As queixas mais comuns são: “eu não consigo me controlar, quando chega o final de semana, eu saboto a dieta”, “tive uma DR e desconto o que eu sinto na comida” ou até mesmo “quando estou triste, ansioso, ou angustiado a comida é o meu porto seguro”.  Então você se esforça e tenta, tenta, tenta até conseguir ou desisti na metade ou início do percurso. Mais afinal, o que tem de errado em tudo isso? Por que eu não consigo manter o peso adequado?

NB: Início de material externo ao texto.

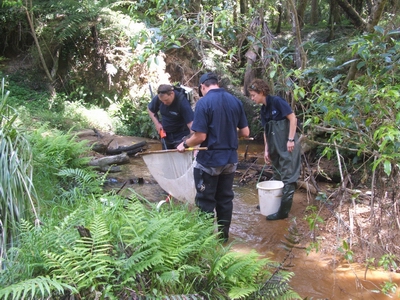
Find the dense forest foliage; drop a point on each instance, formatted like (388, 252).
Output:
(336, 62)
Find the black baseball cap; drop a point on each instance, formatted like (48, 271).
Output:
(207, 76)
(204, 78)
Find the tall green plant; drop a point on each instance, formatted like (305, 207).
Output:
(17, 193)
(113, 248)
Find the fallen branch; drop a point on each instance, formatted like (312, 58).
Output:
(119, 159)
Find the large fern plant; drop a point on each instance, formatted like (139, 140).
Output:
(17, 193)
(116, 248)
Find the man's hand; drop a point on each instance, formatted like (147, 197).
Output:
(181, 148)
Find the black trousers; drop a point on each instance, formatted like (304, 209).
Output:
(215, 193)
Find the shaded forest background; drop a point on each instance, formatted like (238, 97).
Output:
(336, 62)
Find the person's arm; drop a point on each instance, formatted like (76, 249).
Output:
(189, 125)
(154, 118)
(266, 154)
(292, 131)
(196, 139)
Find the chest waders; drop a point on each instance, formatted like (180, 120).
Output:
(286, 164)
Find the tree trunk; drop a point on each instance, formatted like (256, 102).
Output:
(30, 21)
(314, 12)
(300, 55)
(119, 159)
(376, 14)
(301, 8)
(278, 27)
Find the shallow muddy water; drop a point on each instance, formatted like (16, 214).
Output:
(317, 276)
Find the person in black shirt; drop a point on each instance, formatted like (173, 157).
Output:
(219, 120)
(282, 147)
(176, 114)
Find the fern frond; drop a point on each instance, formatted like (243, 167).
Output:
(39, 287)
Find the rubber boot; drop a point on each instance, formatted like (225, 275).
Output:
(286, 203)
(224, 232)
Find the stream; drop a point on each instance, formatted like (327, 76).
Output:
(317, 275)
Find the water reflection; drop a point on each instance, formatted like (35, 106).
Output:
(317, 276)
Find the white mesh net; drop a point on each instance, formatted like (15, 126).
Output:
(173, 171)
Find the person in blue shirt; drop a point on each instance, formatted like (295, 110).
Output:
(282, 148)
(176, 114)
(219, 120)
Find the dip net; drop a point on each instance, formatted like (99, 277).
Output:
(173, 171)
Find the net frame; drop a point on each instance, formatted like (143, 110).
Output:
(173, 171)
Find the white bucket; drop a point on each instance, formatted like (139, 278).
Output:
(269, 196)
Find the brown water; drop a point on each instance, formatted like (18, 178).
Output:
(317, 276)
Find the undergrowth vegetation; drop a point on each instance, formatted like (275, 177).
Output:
(60, 234)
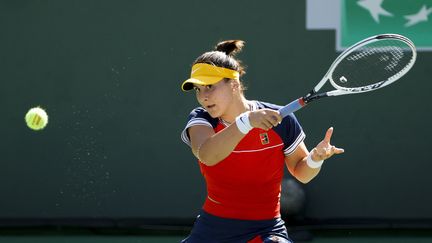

Sabemos que a forma de comer é uma escolha subjetiva baseada em determinado estilo de vida. E que o alimento tem uma forte ligação com as emoções (KAUFMAN, 2012). As pessoas comem o que lhes agrada e o que a cultura lhe impõe, como aquilo que é o mais gostoso, e que enche os olhos só de olhar deixando de refletir se aquele alimento gostoso, gorduroso, açucarado é a opção mais saudável e mais correta a se escolher.

A importância das emoções

E é aí que as emoções entram em cena, ocupando um papel fundamental no comportamento alimentar, pois elas influenciam nas nossas escolhas e nos nossos hábitos alimentares. Importante destacar que ela pode estar associada a fatores históricos e antropológicos envolvendo valores e a cultura que fazem parte da construção do sujeito. A maioria das pessoas não conseguem controlar as suas emoções, comem compulsivamente na tentativa de aliviar o incomodo que sentem de uma situação mal resolvida, na tentativa de fugir dos problemas ao invés de enfrentá-los, camuflam as emoções usando o alimento, por que dessa forma entendem que é mais fácil resolver a situação.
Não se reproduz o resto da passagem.